VIMS

Bonaire

In January 2008, NOAA's Office of Ocean Exploration provided funding to the Virginia Insitute of Marine Science's Autonomous Systems Lab (ASL) to explore coral-reef sustainability on Bonaire's pristine reefs using the autonomous underwater vehicle Fetch.

Bonaire, one of the islands of the Netherlands Antilles, is arguably the most pristine coral-reef environment in the Caribbean, with a higher percent of coral cover—and a lower percent of algal cover—than any other Caribbean island.

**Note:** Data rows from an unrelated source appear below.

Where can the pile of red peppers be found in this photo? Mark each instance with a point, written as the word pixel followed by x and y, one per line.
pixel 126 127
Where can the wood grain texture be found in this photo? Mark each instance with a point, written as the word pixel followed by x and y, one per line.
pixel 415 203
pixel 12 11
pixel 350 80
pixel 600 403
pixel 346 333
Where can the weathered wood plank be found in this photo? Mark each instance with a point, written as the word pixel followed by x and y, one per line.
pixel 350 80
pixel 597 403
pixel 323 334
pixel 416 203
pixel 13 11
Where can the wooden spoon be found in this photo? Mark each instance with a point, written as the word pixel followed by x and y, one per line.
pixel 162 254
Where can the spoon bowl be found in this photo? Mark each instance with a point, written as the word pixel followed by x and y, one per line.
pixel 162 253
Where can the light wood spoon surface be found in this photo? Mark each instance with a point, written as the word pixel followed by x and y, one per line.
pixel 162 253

Thus, the Bonaire reef environment represents a relatively untrammeled baseline against which to compare other coral reefs.

During the project, the ASL team, including VIMS graduate student Noelle Relles, used Fetch to collect video transects of Bonaire's reef, which she is now analyzing for percent coral cover and species diversity and statistically comparing to a reef atlas of Bonaire completed in the 1985 by Dutch scientist Dr. Fleur van Duyl.

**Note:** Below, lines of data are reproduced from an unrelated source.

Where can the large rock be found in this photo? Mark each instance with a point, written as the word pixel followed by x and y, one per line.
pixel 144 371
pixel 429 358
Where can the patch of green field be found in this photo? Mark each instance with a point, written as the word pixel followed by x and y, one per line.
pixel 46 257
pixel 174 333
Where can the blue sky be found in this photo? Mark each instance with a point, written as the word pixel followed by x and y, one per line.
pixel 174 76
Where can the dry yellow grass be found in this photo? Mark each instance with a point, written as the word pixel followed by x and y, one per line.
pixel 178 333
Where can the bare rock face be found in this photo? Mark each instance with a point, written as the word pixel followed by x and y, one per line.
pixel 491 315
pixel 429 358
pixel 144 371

Fetch allowed the ASL team to survey this unique environment over a greater depth range than could be reached with compressed air SCUBA. Mapping of the biological and physical environment documented patterns of biodiversity in both shallow and deep parts of the reef, and will provide an important resource for this island as it works to continue to protect the Bonaire Marine National Park (BMNP), one of the first and most effective attempts at marine preservation in the Caribbean.

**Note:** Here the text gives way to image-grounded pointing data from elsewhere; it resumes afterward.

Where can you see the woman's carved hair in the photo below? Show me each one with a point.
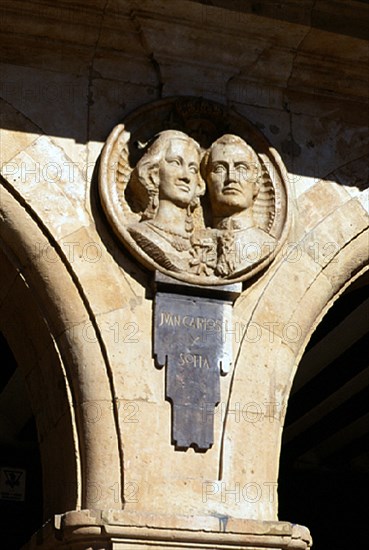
(143, 178)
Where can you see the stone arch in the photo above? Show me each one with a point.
(294, 296)
(80, 393)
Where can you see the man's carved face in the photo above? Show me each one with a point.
(231, 178)
(179, 172)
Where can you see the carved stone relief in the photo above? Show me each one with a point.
(194, 191)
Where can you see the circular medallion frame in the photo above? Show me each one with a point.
(205, 121)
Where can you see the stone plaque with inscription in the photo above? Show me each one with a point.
(190, 340)
(197, 195)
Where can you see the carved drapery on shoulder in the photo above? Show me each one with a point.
(194, 191)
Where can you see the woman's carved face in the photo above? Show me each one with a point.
(179, 180)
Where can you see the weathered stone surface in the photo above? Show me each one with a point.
(77, 308)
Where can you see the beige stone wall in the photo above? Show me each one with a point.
(60, 97)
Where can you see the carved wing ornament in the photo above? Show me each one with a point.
(193, 190)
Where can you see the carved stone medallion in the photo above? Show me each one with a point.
(194, 191)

Also participating on the project were scientists from the University of Delaware and the Scripps Institution of Oceanography. The Island Government of Bonaire, scientists at the National Oceanography Centre, United Kingdom, and two makers of underwater technology, Hafmynd and GeoAcoustics, also assisted.

Fetch swims above a field of elkhorn coral in the waters of Bonaire.